MTN Nigeria has long been the telco group’s unshakeable moneymaker. With over 80 million subscribers and Nigeria’s booming appetite for mobile data, fintech, and digital services, it had consistently pulled in more revenue than any other MTN market.

In H1 2025, though, it wasn’t the largest operation that brought home the biggest profit. It was MTN Ghana, which closed with a profit after tax of ₵3.6 billion ($327 million), comfortably ahead of MTN Nigeria's ₦414.9 billion ($271 million).

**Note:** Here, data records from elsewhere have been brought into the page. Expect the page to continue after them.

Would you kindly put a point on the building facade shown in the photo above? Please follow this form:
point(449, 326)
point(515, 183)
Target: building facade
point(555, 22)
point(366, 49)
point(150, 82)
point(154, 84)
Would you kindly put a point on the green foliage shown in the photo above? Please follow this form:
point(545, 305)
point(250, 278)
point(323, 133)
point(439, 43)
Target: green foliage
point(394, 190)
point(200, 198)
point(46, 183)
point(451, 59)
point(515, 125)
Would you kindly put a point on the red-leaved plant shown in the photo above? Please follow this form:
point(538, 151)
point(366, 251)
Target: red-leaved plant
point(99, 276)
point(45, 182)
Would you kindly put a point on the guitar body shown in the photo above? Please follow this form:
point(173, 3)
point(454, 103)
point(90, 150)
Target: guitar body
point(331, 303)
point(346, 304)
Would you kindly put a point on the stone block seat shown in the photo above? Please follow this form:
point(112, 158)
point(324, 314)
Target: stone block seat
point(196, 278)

That's about $56 million or 20% more than Nigeria, and on paper, that shouldn’t happen, seeing as the MTN Nigeria has nearly triple MTN Ghana’s 30.2 million subscribers, and brought in ₦2.38 trillion ($1.57 billion) in revenue, more than four times MTN Ghana’s ₵11.3 billion ($1.02 billion).

To understand why this happened, we would need to start with MTN Nigeria’s position going into 2025

man in yellow dress shirt holding gold iphone 6
Photo by Strvnge Films / Unsplash

In H1 2024, MTN Nigeria rebounded from a brutal ₦519.1 billion ($339 million) loss, largely caused by ₦887.7 billion ($580 million) in forex losses. The naira’s volatility shredded earnings, and operating conditions were anything but stable.